There have been a large volume of fraudulent calls that are allegedly coming from the Sheriff’s Department saying there is a warrant out for your arrest for not showing up for Jury Duty. Another tactic is that they say they are a sheriff’s deputy working in association with the Social Security Office, or they are calling about nonpayment of back taxes. These are all SCAMs!
The Sheriff's Office does not solicit for funds over the phone under any circumstances!
Criminals are now able to use false or “spoofed” numbers to make it appear that the call is coming from a Sheriff’s Office phone number, or from the Courts. The criminals will use names of officers currently employed by KCSO, or they will give you a false name.
If someone contacts you and tells you there’s a warrant out for your arrest because you missed jury duty or that you owe back taxes, please know that this is a scam! Discontinue the call and contact the King County Sheriff’s Office if you have any questions about the legitimacy of such a call. Government offices rarely call citizens to conduct business over the phone and will never demand or solicit any funds over the phone through cash cards.
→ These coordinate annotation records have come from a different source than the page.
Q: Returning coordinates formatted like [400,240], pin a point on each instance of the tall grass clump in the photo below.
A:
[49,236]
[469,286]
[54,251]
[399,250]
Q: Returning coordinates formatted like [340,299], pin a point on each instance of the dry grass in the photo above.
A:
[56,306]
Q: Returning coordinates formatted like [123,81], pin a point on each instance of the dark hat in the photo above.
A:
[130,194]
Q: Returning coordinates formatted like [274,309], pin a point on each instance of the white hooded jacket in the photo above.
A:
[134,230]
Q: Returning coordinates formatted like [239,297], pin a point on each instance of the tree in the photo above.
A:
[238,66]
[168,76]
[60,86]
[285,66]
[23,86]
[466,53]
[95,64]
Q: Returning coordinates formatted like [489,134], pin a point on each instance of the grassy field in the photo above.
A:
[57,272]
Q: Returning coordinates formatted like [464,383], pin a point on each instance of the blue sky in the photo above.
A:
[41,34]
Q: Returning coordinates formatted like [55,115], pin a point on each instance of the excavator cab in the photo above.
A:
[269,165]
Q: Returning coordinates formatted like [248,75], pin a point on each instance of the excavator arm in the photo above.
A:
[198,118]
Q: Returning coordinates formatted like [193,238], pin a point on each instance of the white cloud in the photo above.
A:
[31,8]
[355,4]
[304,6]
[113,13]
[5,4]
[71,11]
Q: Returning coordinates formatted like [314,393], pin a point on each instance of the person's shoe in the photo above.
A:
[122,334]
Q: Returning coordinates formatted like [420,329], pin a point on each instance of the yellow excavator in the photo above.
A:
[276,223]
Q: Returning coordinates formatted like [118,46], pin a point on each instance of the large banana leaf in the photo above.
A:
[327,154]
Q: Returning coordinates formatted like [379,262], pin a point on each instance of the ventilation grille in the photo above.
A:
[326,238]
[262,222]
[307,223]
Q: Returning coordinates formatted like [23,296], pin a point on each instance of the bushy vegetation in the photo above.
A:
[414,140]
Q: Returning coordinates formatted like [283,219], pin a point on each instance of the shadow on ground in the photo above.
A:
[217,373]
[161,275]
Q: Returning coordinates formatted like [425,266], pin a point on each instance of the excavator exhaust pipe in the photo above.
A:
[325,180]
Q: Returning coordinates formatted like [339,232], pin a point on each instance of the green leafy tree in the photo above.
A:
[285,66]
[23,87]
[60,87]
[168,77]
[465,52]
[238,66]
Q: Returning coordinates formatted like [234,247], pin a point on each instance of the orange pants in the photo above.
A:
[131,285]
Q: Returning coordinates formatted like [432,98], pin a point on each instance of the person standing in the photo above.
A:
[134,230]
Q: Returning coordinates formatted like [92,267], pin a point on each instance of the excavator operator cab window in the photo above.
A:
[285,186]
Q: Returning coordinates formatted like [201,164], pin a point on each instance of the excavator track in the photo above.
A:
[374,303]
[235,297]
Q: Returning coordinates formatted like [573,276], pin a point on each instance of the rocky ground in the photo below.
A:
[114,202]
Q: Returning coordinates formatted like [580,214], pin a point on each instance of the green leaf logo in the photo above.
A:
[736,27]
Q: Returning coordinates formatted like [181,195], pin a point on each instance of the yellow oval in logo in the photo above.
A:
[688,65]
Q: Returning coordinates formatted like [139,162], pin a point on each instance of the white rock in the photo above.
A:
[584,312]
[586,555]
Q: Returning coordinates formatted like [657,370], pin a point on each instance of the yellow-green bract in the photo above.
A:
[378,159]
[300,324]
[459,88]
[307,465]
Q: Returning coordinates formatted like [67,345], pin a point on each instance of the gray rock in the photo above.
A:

The caller says that they are from the King County Sheriff’s Department (or from the Courts of King County) stating that because you missed jury duty there is a warrant for their arrest. Callers have also been known to say that they’re a Sheriff’s Deputy that has been working with the IRS or Social Security Office. They state that they are halting your social security payments until you verify personal information. This is a scam! These criminals are very professional sounding and may already have some personal details that trick you into believing them because they have information about you. Information such as your address and telephone number can be commonly found in general applications, resumes or other paperwork that criminals have gained access to. They will tell you to pay hundreds of dollars to avoid being arrested. They will use high pressure tactics to create a sense of urgency and get you panicked by the way they talk to you. Then, once they get you to agree to pay the money, they tell you to purchase a cash card (or have a card reloaded) from one of the well-known retail stores (Walmart, Target, etc.). The caller will have you call them back with the special pin number on the card (or keep you on the phone during the entire transaction while you purchase the card). Once they have the pin number, within seconds these funds have been transferred into their account and your money is gone.
They will then tell you to go to the King County Courthouse and sign up for jury duty and that King County will reimburse you with a cashier’s check for the amount you paid them. Again, this is a scam and the County will not reimburse you.
If you are a victim of this scam:
The King County Sheriff's Office has provided information about these calls to the King County Prosecuting Attorney's Office, and they are working with the Washington State Patrol (WSP). They are gathering cases to review for information/similarities on the Jury Scam topic. If you have been a victim of this scam, they have set up an email address you can email and report to them with as much information as you can. It is email@example.com. They also have a tip line you can call - 425-401-7741.
You may also file a complaint with the Federal Communications Commission at https://reportfraud.ftc.gov
If you received a false call and actually sent/confirmed funds and wish to file a complaint with the Federal Trade Commission you can do so at https://reportfraud.ftc.gov/#/form/main
For more information on the topic:
King County District Courts Link: https://kingcounty.gov/courts/district-court/Jury.aspx"
Snopes Link: http://www.snopes.com/crime/fraud/juryduty.asp
If you are a victim of a scam:
The Federal Trade Commission has launched a new website designed to make it easier for people to report potential frauds to federal authorities and get quick advice on what to do. The new website at ReportFraud.ftc.gov has a feature that prompts those reporting a fraud to the "next steps" that will offer specific guidance based on the kind of scam reported.